Multiple System Atrophy (MSA) is a rare, neurodegenerative disorder affecting multiple body systems. Major symptoms can occur in any combination including ataxia (loss of balance and coordination), severe low blood pressure leading to dizziness or fainting when standing, bladder retention or incontinence, constipation, male impotence, speech and swallowing difficulties, sleep disorders, breathing problems, and rigidity and tremor similar to Parkinson Disease.

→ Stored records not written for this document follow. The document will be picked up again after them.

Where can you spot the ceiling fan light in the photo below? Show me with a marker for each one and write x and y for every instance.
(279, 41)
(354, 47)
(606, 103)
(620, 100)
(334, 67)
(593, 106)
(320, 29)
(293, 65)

MSA can actually be considered three disorders in one.
- Sporadic Cerebellar Ataxia
- Atypical Parkinsonism (Parkinson Plus)
- Autonomic Dysfunction (Dysautonomia)
In the past these terms were used to describe what were once thought to be three separate disorders:
- Sporadic Olivopontocerebellar Atrophy (OPCA)
- Striatonigral Degeneration (SND)
- Shy-Drager Syndrome (SDS)
The currently recognized terminology includes only two types of MSA:
- MSA-C when cerebellar symptoms are the first prominent symptoms
- MSA-P when parkinson symptoms are the first prominent symptoms
The term MSA-A was once used to denote autonomic difficulties, however the most recent consensus guidelines on the diagnosis of Multiple System Atrophy specify that autonomic and/or urinary dysfunction is included in both MSA-C and MSA-P.
Multiple System Atrophy is not known to be hereditary, but occurs sporadically with no known family history. It affects both males and females primarily in middle age.
Statistical data gives the average age of onset at 50 and the average course of the disease at about 10 years. With knowledge and vigilant medical care, the most troubling symptoms can be managed however and life expectancy can be extended.